My Journey With Usher Syndrome
Usher syndrome is the most common genetic cause of combined deaf-blindness worldwide, affecting an estimated 400,000 people. I am one of them. But like many rare disease journeys, mine began long before I knew there was a name for it.
At four years old, I was diagnosed with a bilateral, moderately severe sensorineural hearing loss. I was fitted with over-the-ear hearing aids, and life moved forward. From ages five to twelve, I balanced mainstream schooling with hearing and speech therapy, working hard to master English, my second language. This was simply my normal.
In my teens, I was prescribed glasses for nearsightedness. High school and college looked much like they did for everyone else. Classes, sports, late nights, early mornings. I remember squinting at chalkboards packed with chemical structures in crowded lecture halls, never imagining those moments held any larger meaning.
In my twenties, during a routine eye exam, an optometrist noticed spicules in the back of my retina. He couldn’t explain what they meant, and neither could I. Life continued.
In my thirties, I learned there was a family history of Usher syndrome. Still, it felt distant, theoretical, something that belonged to someone else’s story rather than mine.
It wasn’t until my forties that the pieces began to connect. I was referred to a retina specialist. During my first visit, it became clear that I knew more about Usher syndrome than he did, at least initially. That quickly changed. A few years later, he ordered genetic testing through Invitae’s Unlock program, using an Inherited Retinal Disorders panel that covered more than 200 genes.
The results confirmed mutations in the ADGRV1 gene, associated with Usher syndrome type 2C.
By then, my life was already full. I had earned a bachelor’s degree in biological sciences and built a 25-year career in biotech and life sciences. I started as a research scientist, then moved into product management and marketing. I worked at early-stage startups and at a Fortune 100 company, managing and growing multimillion-dollar portfolios. I also became a mother and raised a family.
In many ways, my diagnosis felt less like a shock and more like an explanation.
Growing up with hearing loss had already taught me perseverance and resilience. My education and career had immersed me in genetics and biology. Together, these experiences helped me understand and accept my Usher syndrome diagnosis in a way I later learned is not typical.

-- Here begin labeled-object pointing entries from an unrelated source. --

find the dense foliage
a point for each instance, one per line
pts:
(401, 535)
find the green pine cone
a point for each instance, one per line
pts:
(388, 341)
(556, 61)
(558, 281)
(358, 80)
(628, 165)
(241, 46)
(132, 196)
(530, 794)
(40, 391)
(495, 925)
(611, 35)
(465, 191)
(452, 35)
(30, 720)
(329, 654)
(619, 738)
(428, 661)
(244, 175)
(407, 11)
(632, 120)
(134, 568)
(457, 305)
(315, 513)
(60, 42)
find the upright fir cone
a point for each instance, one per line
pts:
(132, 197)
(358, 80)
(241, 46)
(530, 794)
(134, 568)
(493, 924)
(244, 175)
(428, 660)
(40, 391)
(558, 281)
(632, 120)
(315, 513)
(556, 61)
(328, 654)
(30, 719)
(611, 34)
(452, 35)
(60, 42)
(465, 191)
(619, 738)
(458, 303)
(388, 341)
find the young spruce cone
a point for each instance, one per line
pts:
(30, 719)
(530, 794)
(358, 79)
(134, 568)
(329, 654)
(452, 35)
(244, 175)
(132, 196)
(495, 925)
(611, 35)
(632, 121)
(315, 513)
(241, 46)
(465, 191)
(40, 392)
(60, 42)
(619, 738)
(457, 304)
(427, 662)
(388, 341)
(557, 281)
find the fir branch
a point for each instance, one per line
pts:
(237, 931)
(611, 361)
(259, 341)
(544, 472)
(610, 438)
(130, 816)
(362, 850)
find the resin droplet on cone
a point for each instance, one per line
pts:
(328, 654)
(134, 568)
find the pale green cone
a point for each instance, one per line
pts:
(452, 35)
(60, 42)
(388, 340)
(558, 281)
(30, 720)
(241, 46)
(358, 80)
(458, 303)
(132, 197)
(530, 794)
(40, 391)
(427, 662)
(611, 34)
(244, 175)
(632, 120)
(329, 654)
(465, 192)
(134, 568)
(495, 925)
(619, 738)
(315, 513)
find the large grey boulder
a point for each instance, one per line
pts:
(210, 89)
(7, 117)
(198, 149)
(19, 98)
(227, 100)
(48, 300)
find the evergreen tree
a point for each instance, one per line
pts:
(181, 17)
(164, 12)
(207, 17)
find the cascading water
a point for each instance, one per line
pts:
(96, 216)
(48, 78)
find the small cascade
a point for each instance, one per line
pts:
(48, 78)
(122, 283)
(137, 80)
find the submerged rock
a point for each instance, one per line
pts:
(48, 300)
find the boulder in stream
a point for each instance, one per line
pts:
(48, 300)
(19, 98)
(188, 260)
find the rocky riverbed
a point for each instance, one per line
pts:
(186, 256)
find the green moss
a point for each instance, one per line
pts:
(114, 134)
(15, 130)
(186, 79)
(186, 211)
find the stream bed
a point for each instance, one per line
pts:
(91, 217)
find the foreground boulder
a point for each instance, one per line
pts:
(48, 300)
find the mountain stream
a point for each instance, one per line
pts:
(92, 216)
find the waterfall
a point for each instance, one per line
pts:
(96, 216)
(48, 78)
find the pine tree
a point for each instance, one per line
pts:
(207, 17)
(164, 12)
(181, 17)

Through my volunteer work with the Usher Syndrome Coalition, I saw that many patients and families experience something very different. Shock. Denial. Anxiety. Depression. Grief. Fear. They are often overwhelmed, not just by the diagnosis itself, but by the complexity that comes with it. Prognosis. Inheritance patterns. Research updates. Clinical trials. Resources. Accessibility tools. It’s a lot to absorb, especially all at once.
I began sharing what I knew, including my experiences, my background, my perspective. Over time, I realized how much impact that could have. That realization led me to create this website as a passion project, a place to bring information, clarity, and connection together for the community.
Now, at 50, I’ve been volunteering with the Usher Syndrome Coalition for several years. I participate in patient advocacy and advisory groups, working to raise awareness, share research progress, and advocate not only for those with Usher syndrome, but for the broader rare genetic disease community.
My hope in sharing this story is simple. I want others to feel less alone. More informed. More empowered. A diagnosis can be heavy, but it can also be reframed. I see Usher syndrome not as a limitation, but as part of what has shaped my resilience, curiosity, and purpose.
If this journey has taught me anything, it’s that knowledge matters, community matters, and progress, however incremental, can change how we see ourselves and our futures.